Oh, gosh, it was eight or nine somewhere around there. And so, now, like I just, I don’t really want to cook anymore. Not to mention, I don’t have the time to cook. I don’t want to spend my time cooking. I had to do that before and now I don’t want to, so I’d rather find a place to bring us a fresh-cooked meal.

Twice a week. And there’s no shame in that. I don’t feel shame to do that. Now, I, you know, I don’t have nannies and I don’t have, you know, all the other stuff. Like I don’t have any names or like a home. Some people have like full time, like house people. I don’t have any of that. And it that’s my own choice.

But you know, even then you shouldn’t feel bad, like whatever you choose to do to make your life easier and better, you shouldn’t feel bad about. So I definitely don’t have this guilt of like, I have the guilt. Cause I, you know, I didn’t spend enough time with my kids and whatnot, but not because I’m not, I can’t be a super mom.
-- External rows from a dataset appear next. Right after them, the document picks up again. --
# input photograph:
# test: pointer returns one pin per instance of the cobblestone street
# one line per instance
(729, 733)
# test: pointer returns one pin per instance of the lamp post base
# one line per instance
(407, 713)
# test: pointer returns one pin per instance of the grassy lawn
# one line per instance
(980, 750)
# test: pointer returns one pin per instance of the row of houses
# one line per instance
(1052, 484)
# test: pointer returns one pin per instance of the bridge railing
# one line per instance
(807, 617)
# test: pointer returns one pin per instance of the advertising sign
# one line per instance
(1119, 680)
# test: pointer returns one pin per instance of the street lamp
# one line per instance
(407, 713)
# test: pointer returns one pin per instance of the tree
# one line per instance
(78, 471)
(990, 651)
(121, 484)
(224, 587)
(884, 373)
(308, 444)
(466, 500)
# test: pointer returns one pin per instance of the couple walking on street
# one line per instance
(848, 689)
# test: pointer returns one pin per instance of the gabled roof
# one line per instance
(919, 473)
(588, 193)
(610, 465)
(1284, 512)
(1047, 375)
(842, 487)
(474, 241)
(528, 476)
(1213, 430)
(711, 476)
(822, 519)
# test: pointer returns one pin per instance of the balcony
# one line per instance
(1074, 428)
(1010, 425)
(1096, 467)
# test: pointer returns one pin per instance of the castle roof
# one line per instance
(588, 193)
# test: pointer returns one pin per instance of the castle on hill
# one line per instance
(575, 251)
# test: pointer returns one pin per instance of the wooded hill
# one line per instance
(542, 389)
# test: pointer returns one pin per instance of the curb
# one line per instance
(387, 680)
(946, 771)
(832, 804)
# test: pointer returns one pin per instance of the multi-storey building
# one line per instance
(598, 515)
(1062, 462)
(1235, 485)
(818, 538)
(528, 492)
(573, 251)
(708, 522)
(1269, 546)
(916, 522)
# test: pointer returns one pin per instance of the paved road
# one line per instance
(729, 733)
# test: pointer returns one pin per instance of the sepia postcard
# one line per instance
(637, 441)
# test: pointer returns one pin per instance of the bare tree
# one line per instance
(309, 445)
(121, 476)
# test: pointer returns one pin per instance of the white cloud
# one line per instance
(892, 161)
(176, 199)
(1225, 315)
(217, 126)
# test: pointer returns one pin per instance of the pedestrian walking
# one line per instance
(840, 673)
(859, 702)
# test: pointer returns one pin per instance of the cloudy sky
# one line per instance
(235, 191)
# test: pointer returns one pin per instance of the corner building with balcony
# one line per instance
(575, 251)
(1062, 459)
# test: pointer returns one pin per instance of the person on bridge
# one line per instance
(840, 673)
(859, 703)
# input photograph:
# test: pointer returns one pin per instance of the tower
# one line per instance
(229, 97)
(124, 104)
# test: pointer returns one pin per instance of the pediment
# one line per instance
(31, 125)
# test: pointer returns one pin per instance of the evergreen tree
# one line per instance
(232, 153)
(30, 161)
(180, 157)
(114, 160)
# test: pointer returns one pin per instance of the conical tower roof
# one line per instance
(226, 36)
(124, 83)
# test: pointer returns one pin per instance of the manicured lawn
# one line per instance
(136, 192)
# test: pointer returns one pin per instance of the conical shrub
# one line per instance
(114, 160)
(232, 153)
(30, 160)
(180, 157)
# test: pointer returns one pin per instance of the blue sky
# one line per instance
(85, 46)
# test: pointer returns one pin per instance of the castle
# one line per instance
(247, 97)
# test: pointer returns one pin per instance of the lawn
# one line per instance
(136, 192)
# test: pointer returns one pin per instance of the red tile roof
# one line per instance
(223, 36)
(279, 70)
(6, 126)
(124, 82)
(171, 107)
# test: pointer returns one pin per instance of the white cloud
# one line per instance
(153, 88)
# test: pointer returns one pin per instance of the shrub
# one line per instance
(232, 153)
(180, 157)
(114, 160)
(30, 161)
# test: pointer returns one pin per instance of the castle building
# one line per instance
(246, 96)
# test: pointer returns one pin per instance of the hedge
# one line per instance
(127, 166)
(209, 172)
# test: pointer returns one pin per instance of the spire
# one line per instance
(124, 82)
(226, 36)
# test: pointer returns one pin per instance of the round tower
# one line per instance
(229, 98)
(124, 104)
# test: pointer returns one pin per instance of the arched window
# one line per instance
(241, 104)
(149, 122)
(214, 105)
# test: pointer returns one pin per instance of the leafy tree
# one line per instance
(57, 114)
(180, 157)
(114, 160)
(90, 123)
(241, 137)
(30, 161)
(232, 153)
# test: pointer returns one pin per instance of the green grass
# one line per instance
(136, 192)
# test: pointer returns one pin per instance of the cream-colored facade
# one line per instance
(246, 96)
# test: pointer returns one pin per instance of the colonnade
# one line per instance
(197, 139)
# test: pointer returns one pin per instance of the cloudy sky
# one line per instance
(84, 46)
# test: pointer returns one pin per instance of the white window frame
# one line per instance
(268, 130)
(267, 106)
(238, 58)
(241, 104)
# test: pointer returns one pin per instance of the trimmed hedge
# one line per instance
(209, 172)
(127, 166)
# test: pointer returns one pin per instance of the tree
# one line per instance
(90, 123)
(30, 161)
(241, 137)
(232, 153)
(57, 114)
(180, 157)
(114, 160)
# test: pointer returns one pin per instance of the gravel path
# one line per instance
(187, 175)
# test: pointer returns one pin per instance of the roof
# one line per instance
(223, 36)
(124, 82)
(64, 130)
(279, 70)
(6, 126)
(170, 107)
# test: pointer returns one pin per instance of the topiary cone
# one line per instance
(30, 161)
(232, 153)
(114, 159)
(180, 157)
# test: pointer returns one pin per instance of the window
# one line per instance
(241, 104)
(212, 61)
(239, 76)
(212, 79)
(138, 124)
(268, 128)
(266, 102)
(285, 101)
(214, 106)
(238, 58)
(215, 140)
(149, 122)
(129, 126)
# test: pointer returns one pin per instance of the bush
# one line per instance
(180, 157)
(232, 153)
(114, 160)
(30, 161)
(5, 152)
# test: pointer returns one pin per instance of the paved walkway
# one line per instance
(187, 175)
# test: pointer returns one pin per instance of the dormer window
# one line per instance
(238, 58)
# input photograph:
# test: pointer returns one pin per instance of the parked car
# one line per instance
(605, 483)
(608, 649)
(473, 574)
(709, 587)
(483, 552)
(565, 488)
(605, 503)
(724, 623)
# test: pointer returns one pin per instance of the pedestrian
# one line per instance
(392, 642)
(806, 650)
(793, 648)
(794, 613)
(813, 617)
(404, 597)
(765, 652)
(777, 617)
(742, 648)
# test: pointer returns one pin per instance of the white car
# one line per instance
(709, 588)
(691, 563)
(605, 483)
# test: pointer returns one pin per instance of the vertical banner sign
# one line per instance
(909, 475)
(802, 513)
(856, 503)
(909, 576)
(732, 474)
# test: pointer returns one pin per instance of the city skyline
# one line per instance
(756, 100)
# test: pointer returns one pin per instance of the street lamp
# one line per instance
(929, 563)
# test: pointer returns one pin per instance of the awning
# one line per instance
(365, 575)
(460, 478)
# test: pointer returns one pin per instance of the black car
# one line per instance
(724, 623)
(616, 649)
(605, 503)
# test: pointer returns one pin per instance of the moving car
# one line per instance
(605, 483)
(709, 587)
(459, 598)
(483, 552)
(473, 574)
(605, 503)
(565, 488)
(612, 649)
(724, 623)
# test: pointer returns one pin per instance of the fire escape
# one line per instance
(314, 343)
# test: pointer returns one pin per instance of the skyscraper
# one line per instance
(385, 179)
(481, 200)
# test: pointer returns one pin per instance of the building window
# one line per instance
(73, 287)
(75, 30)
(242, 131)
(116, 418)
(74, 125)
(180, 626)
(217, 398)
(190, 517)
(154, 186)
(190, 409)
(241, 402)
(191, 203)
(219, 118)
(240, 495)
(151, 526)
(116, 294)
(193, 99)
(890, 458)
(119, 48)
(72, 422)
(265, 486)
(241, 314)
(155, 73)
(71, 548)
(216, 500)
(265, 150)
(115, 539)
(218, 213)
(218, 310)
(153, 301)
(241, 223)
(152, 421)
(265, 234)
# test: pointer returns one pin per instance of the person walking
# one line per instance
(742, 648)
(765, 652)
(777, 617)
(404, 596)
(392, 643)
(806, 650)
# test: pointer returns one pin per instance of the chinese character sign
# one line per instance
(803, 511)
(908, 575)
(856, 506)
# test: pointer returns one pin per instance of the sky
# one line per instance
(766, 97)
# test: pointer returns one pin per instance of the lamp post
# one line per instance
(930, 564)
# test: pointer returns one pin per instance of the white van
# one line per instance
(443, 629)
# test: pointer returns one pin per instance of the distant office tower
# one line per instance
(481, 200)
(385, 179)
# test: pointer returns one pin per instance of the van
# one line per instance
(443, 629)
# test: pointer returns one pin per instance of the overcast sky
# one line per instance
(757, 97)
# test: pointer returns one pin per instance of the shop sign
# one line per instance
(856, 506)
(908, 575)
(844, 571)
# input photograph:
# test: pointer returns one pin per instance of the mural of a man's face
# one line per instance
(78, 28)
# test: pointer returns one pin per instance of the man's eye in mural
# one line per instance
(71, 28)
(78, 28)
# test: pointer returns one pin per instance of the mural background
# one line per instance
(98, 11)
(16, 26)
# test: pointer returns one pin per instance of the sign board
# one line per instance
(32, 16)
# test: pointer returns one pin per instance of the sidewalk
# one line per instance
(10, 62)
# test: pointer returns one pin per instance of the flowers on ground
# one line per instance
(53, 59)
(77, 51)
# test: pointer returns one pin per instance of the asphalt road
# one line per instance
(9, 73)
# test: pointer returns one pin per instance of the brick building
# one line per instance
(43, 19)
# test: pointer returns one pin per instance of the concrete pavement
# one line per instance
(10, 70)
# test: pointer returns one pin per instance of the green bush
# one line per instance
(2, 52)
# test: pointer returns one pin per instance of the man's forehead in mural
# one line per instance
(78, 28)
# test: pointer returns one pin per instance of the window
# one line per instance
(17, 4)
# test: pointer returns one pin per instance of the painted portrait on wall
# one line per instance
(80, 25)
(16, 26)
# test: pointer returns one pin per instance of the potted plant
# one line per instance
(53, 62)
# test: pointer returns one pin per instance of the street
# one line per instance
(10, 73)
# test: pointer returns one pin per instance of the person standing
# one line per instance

I already know. I can’t be a super mom. So the way for me to spend more time with my children or to get more work done, right. The more stuff I can do in my business, the more money I can make. That means I have to order a meal to be delivered to my house. Then that’s what I do. You know, if that means, I make sure to find carpooling for my kids.

So that we’re not spending twice a day, you know, 30 to 40 minutes a day, carpooling kids. That that’s what we do. And that’s what we have we carpool with, with another kid, from, you know, kid parents from school. So it, and if that means that, you know, I make a double batch of spaghetti on Monday. Oh, cheap spaghetti.

And we can have it for a couple of nights. Cause it’s easy-peasy and then the next night I’m like, “Hey guys, have cereal tonight for dinner. Mom’s not cooking.” I don’t feel like a crappy mom. You shouldn’t feel like a crappy mom. Doesn’t have to be all fancy meals. I don’t care what anyone says. They’re not going to die.

Cause they had cereal one night. So really I’m always trying to find ways. Simplify and get better. And so for me, it’s about getting more of those cooked meals, the carpooling, cleaning. So like I still, I cleaned my house. But you know, I love getting someone in to clean the house every once in a while.

And I, you know, I love that actually, we just bought, a depot where they call it a depot, I guess, a little like Roomba, whatever kind of Accu thing on the ground. Actually, I was just on my last, tech lady gave me lashes done. And she says they called their depot, their house cleaner. Cause she’s like, that’s her house cleaner.

That’s what clean. She’s like, it’s so amazing. And I love it. I thought you know what? Instead of us feeling like we have to vacuum all the time, we have five animals in this house. Holy moly. There’s a lot of animal hair everywhere. I can’t help it. This has been such a blessing in disguise and it just kind of runs around the house.

And so it’s simplified my life a bit. Feel the need to have to vacuum all the time. And I feel really good knowing that something’s happening without me actually having to do it. So however you can simplify your life and get help so that you’re a happier mom or a happier wife, or just a happier person in general, do it and don’t feel guilty about it.

So those are my five things guys. So be prepared for change, being more active on social media, processes, and making sure that you have those in place. Really refining your recruiting and onboarding training process for new hires since that’s never going to go away, and then simplifying and getting help. So that you can be the best version of you possible without feeling guilty. So that you can get more done and just be happier.

Those are my five lessons learned. I hope those were helpful. I hope you got some “aha” moments. I hope you know that you’re not alone. And I’m excited to see what happens for me in 2021 and it, you know, if I can continue. With these lessons learned and, and keep improving upon them. So, thanks guys.

Thanks so much guys for listening and I will see you guys in the next episode. Bye.